Marcela Paola Vessvessian (born 19 March 1971) is an Argentine politician. A member of Kolina, she was elected in 2019 to serve as a National Deputy in Santa Cruz. Vessvessian previously served as Minister of Social Development of Santa Cruz during the first governorship of Alicia Kirchner (2015–2019).

==Early life==
Vessvessian was born on 19 March 1971 in Río Gallegos, Santa Cruz into a family of Armenian background. She has a licenciatura degree on Social Work.

==Political career==
Vessvessian's political career began under the mentorship of Alicia Kirchner. When Kirchner split from the Justicialist Party and formed Kolina, Vessvessian became part of the new party's national authority. During Kirchner's administration the Ministry of Social Development, Vessvessian served as secretary of childhood, adolescence, and families, and chaired the National Committee for the Coordination of Social Policies. In 2015, following Kirchner's election as governor of Santa Cruz, Vessvessian was appointed as the province's minister of social development.

In the 2019 legislative election, Vessvessian ran for a seat in the National Chamber of Deputies as the second candidate in the Frente de Todos list, behind Pablo Gerardo González. The Frente de Todos list was the most voted in Santa Cruz, with 62.13% of the vote, and both González and Vessvessian were elected. She was sworn in on 4 December 2019.
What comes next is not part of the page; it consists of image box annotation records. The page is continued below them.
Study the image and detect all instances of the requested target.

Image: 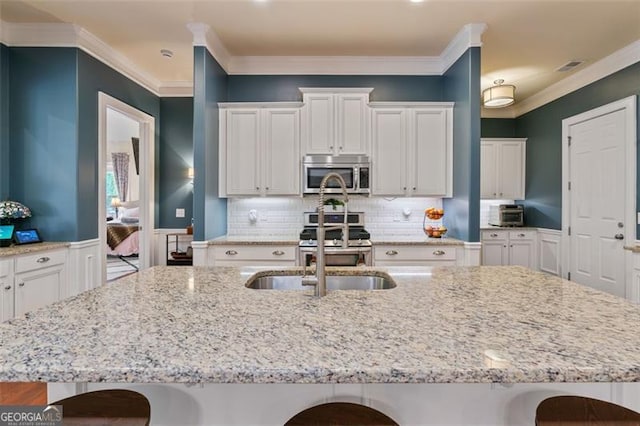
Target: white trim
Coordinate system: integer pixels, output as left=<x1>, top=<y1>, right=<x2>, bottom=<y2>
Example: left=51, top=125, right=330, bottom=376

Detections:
left=561, top=95, right=637, bottom=297
left=439, top=23, right=488, bottom=74
left=226, top=55, right=442, bottom=75
left=98, top=92, right=155, bottom=280
left=368, top=101, right=455, bottom=109
left=516, top=40, right=640, bottom=118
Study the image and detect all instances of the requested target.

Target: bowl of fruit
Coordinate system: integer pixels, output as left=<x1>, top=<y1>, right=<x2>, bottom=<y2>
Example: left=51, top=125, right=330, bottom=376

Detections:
left=424, top=207, right=444, bottom=220
left=424, top=225, right=447, bottom=238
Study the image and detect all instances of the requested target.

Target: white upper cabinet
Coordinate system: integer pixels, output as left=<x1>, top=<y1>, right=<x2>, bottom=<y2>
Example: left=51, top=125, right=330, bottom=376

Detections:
left=480, top=138, right=527, bottom=200
left=370, top=102, right=453, bottom=197
left=300, top=88, right=373, bottom=155
left=219, top=103, right=301, bottom=196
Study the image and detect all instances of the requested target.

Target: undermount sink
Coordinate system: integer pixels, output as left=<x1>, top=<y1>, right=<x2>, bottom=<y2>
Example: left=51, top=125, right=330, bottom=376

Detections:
left=245, top=273, right=396, bottom=290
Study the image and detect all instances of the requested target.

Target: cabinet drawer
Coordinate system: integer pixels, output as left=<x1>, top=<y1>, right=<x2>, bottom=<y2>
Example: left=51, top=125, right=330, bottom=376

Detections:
left=16, top=250, right=67, bottom=273
left=213, top=245, right=297, bottom=261
left=481, top=231, right=509, bottom=241
left=0, top=260, right=11, bottom=278
left=509, top=231, right=536, bottom=241
left=375, top=246, right=456, bottom=261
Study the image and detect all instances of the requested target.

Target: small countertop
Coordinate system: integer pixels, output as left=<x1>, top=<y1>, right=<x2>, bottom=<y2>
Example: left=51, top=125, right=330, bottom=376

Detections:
left=0, top=242, right=69, bottom=258
left=0, top=266, right=640, bottom=383
left=371, top=235, right=464, bottom=247
left=209, top=235, right=300, bottom=246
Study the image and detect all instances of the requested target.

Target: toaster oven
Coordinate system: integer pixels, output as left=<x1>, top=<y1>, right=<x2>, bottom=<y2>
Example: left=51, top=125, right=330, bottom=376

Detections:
left=489, top=204, right=524, bottom=226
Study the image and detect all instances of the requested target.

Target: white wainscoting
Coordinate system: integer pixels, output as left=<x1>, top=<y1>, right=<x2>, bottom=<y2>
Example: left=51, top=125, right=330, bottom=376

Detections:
left=538, top=228, right=562, bottom=277
left=63, top=238, right=102, bottom=297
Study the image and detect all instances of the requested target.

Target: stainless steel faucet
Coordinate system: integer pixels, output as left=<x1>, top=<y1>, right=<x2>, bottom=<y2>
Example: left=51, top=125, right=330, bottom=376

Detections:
left=302, top=173, right=349, bottom=297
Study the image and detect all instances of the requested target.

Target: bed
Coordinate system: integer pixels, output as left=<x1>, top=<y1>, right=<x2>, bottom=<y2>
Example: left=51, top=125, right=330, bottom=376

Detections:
left=106, top=207, right=140, bottom=269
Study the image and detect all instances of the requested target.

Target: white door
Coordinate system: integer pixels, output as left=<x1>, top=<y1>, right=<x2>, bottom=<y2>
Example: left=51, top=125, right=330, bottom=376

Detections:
left=567, top=109, right=634, bottom=297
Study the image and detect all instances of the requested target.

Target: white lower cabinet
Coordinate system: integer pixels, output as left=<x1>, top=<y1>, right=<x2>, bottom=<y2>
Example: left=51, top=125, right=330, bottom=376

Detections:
left=373, top=244, right=458, bottom=266
left=209, top=244, right=298, bottom=266
left=0, top=249, right=67, bottom=321
left=481, top=230, right=538, bottom=269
As a national deputy, Vessvessian formed part of the parliamentary commissions on Petitions, Powers and Norms, Women and Diversity, Sports, Elderly People, Co-operative Affairs and NGOs, and Social Action and Public Health. She was also elected by her peers as president of the bicameral commission to appoint an Ombudsperson for Children. Vessvessian was a supporter of the 2020 Voluntary Interruption of Pregnancy bill, which legalised abortion in Argentina.